ANC regional chairperson in Tshwane Kgosientso Ramokgopa. (File, News24)
Former mayor of Tshwane and ANC senior provincial leader in Gauteng Kgosientso Ramokgopa painted a picture of a South Africa free of corruption in the governing ANC, during an elections debate hosted by City Press and Rapport on Tuesday night.
Ramokgopa, whose administration in Tshwane has been blamed for a R2bn deficit by the DA, was adamant that under the ANC, corrupt individuals, including leaders, would be brought to book.
Speaking at the debate, titled Battleground Gauteng - the Chiefs and Kingmakers, Ramokgopa was one of the panellists of party leaders who were quizzed by the audience on their manifestos.
He said corruption was a manifestation of a failure of leadership, adding that there was a correlation between corruption and failed leadership.
"Corruption has got a disproportionate impact on the poor because the poor relies on the fiscus, on social services for their wellbeing, so in fact you are penalising the poor as a result of corruption."
He said the party should hold itself to high morals and strengthen the foundation of democracy by intensifying the powers of the security cluster.
Ramokgopa was seated next to fellow former mayor Solly Msimanga, who investigated allegations of maladministration against the ANC-led government in the city during his tenure.
Honest and professional police
In his address, Msimanga said the DA was calling for an honest and professional police service to cut corruption. He said the DA wanted a coordinated service delivery effort in the province and local municipalities.

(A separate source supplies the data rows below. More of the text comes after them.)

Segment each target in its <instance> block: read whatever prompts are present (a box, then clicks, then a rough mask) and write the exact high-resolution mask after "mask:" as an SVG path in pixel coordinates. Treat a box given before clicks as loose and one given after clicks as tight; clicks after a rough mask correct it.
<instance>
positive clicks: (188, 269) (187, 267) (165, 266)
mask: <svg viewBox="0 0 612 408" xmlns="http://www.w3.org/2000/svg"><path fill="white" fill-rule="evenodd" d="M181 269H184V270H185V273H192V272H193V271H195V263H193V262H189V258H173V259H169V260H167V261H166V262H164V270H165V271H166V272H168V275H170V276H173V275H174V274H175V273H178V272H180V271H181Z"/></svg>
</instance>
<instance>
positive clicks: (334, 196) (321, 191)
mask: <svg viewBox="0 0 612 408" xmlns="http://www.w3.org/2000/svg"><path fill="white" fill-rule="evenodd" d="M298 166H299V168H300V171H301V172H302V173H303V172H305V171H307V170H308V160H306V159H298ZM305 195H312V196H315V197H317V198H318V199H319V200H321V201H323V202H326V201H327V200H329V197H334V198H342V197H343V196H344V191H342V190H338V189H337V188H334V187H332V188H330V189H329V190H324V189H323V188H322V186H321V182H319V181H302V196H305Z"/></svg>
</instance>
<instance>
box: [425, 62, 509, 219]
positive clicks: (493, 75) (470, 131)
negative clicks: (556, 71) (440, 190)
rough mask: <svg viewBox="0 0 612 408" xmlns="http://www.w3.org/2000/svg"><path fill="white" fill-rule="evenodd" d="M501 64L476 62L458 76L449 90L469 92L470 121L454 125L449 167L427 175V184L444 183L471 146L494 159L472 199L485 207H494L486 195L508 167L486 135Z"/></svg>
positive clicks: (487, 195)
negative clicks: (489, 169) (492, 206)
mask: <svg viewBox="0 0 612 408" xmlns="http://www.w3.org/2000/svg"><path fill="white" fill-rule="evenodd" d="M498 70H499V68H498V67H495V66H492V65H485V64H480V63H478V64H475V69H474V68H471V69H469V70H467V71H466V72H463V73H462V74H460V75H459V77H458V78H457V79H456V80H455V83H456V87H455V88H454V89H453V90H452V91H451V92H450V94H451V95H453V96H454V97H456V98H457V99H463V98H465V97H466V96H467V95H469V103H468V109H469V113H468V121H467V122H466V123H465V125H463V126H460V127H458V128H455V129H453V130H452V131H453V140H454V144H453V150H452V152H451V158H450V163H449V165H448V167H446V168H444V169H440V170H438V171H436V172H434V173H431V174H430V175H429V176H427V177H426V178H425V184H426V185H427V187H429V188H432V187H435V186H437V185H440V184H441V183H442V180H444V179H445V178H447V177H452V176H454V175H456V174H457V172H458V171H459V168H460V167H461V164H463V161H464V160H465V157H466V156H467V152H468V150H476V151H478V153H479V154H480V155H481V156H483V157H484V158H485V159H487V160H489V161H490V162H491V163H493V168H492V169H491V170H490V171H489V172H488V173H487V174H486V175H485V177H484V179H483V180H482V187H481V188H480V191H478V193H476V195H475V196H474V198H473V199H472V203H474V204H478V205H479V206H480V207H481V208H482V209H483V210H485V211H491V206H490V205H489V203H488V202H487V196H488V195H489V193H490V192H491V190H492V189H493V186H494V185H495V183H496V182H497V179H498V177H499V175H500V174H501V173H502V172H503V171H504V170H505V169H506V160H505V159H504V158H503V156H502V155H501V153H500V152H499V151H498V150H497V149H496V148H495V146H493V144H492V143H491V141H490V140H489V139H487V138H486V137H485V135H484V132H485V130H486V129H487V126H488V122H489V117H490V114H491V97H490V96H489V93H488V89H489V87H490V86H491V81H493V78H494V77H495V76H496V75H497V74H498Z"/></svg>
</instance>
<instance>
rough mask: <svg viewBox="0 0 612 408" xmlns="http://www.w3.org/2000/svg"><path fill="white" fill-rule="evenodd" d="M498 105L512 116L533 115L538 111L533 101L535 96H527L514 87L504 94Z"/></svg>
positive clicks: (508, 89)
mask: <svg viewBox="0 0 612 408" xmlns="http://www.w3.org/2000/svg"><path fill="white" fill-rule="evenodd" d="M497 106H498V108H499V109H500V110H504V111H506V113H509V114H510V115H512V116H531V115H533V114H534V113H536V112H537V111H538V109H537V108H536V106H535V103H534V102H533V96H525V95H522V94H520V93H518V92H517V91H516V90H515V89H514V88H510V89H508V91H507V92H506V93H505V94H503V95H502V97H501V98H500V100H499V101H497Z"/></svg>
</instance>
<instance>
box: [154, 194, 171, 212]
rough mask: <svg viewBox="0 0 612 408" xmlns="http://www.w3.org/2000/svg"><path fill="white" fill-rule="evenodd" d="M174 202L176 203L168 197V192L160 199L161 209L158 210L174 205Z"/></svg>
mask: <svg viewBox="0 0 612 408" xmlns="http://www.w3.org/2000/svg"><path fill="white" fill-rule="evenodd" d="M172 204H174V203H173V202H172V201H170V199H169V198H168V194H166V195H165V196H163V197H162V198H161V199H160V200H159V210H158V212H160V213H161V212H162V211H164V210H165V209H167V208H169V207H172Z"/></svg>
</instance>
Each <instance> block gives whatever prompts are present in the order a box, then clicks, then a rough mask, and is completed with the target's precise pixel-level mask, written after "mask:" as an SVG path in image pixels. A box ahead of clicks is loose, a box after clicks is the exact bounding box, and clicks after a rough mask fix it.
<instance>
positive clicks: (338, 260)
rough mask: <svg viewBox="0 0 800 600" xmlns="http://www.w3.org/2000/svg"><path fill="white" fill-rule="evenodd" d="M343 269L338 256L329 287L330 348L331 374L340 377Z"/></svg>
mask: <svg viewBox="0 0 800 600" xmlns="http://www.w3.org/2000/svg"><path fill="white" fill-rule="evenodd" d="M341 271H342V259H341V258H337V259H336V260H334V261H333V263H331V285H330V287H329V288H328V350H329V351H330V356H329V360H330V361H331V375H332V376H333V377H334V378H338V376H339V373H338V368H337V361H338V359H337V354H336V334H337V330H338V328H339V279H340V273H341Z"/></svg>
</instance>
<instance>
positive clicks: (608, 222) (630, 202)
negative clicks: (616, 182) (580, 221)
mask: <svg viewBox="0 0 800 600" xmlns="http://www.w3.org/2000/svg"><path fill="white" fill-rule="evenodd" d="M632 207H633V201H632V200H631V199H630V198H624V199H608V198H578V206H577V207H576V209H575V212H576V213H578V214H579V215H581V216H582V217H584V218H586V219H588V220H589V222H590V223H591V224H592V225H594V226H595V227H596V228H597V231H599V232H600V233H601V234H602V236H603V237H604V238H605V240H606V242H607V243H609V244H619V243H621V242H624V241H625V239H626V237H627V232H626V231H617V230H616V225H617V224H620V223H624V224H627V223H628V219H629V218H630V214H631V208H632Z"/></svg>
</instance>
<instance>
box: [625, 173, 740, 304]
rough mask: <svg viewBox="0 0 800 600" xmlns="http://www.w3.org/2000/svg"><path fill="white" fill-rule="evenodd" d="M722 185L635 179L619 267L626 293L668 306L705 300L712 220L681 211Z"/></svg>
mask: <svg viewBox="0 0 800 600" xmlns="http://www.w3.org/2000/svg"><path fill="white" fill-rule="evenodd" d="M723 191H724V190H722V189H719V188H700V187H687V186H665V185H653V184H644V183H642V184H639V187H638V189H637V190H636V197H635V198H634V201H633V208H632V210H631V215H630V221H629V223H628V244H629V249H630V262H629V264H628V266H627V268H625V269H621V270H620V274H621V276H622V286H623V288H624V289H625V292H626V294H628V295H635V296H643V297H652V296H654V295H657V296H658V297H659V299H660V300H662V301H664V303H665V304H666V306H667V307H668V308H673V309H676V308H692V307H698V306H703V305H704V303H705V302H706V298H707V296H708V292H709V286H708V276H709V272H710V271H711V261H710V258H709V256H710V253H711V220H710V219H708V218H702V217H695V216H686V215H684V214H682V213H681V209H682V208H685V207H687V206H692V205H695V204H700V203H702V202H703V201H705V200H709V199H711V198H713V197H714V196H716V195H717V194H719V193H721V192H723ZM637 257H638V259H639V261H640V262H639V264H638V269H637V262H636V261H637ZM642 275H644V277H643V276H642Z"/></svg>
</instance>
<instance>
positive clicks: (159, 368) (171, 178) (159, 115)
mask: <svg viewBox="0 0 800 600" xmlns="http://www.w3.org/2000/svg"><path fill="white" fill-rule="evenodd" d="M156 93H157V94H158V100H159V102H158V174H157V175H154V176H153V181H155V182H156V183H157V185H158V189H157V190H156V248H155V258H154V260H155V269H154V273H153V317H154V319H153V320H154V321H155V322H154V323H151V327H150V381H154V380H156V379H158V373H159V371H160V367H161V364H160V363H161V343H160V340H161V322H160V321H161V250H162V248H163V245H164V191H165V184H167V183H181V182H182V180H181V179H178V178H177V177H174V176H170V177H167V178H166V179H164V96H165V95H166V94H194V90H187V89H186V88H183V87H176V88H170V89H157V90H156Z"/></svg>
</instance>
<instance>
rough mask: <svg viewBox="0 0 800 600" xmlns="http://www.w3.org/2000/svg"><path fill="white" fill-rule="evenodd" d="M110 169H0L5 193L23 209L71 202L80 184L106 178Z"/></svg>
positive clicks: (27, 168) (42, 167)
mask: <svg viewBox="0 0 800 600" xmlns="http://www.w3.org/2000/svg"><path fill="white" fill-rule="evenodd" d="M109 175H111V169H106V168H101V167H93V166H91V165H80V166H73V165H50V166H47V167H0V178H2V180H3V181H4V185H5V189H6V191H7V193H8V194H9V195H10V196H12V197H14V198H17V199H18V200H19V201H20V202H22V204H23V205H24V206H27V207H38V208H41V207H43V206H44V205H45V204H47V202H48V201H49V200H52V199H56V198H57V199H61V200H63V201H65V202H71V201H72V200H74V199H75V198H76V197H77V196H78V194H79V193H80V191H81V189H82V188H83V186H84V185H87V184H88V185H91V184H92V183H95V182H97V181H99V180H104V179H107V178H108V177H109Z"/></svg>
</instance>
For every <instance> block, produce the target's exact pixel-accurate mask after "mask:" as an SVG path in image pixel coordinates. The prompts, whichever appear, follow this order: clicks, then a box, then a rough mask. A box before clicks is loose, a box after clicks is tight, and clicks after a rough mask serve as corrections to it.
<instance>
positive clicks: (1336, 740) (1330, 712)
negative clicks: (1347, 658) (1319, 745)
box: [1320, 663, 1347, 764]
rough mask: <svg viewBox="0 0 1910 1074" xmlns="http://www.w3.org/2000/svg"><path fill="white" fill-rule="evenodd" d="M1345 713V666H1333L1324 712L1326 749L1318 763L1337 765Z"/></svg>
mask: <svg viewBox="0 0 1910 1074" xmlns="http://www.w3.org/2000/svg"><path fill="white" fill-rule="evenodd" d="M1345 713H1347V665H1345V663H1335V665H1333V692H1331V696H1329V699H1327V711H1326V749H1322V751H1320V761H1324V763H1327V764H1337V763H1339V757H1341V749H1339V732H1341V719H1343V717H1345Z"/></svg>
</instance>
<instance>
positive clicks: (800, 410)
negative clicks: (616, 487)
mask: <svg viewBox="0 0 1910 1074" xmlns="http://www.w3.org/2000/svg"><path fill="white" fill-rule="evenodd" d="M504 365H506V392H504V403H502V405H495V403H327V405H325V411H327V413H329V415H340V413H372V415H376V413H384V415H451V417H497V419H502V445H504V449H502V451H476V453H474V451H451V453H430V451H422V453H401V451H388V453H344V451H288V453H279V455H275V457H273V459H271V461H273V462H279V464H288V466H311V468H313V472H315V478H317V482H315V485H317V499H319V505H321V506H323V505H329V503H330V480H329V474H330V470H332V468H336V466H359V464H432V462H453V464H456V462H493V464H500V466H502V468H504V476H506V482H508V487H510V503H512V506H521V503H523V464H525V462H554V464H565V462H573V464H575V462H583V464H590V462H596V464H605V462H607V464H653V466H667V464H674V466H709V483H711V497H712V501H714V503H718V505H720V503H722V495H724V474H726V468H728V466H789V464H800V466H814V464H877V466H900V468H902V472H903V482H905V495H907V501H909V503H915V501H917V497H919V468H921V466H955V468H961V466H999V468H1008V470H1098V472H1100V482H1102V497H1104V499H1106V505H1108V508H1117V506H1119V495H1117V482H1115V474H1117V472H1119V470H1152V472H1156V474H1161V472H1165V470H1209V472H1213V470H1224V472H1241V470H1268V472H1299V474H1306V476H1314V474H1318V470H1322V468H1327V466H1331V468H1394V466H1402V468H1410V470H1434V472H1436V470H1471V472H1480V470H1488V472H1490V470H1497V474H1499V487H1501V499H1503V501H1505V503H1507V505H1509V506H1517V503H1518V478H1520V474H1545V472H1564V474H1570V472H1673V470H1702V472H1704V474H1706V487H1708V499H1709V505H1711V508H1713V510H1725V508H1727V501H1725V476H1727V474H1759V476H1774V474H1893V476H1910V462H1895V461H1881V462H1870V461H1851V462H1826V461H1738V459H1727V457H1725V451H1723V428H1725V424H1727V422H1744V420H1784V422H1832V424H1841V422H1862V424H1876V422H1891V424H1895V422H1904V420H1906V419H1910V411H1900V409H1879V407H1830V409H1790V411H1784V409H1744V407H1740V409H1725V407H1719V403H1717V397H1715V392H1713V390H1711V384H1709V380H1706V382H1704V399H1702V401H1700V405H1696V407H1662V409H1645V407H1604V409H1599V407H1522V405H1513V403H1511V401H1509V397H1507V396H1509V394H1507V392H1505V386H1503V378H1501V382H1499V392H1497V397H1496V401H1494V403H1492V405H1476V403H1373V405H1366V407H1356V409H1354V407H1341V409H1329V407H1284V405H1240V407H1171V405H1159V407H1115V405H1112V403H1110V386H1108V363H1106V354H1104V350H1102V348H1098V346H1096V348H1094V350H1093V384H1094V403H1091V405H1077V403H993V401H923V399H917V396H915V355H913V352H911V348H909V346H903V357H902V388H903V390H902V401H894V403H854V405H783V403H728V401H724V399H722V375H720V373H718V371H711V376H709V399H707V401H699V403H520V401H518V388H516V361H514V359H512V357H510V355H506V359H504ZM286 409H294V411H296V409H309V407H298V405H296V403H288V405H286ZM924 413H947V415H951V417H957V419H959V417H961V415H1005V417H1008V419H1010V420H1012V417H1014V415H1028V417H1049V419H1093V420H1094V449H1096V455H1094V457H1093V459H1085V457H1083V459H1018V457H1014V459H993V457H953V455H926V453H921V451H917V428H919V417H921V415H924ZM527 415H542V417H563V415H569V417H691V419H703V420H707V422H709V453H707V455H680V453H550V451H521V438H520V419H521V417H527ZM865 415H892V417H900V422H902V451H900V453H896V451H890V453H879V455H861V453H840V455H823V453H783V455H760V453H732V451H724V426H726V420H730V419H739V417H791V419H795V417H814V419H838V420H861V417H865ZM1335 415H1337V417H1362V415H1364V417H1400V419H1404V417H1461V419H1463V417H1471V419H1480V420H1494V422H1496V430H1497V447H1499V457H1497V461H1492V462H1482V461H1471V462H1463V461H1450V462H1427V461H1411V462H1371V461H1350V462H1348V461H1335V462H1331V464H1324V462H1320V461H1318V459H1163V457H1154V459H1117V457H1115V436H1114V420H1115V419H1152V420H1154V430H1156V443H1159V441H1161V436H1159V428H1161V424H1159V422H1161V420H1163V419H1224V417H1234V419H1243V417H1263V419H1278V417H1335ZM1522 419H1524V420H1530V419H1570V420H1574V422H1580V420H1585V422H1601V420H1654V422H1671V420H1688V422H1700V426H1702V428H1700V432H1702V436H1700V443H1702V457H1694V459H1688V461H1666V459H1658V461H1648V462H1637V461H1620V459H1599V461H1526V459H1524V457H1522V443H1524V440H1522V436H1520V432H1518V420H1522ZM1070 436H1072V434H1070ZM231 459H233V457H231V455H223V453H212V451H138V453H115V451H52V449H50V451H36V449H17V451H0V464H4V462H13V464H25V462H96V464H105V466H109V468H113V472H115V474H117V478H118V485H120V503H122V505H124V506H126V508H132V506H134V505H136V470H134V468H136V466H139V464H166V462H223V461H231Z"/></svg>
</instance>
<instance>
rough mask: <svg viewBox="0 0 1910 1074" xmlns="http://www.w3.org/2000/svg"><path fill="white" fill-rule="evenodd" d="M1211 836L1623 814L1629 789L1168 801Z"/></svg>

Msimanga said the country needed to have specialised units on organised crime and gangsters. "Also, you need to have a unit that specialises [in] crime intelligence. South Africa doesn't have intelligence to do preventative combating of crime."
EFF calls on NPA to report to parliament
Addressing the need for a better prosecution authority, EFF premier candidate Mandisa Mashego said the party would ensure the National Prosecuting Authority (NPA) reports directly to Parliament, instead of the justice ministry.
She said the NPA needed to stop recycling young black prosecutors without training them as specialists.
"A lot of the black prosecutors are recycled from court to court and are not given an opportunity to become experts on certain case matters. We are going to focus on the appointment of new additional prosecutors and upscale and train the existing ones but also make sure they specialise in cases... It's a common fact that the black prosecutors are highly discriminated against. It's the same in the police."
Courts in Mthatha were closed on Monday, when black attorneys and advocates took off their robes in protest over assigned cases, Daily Dispatch reported.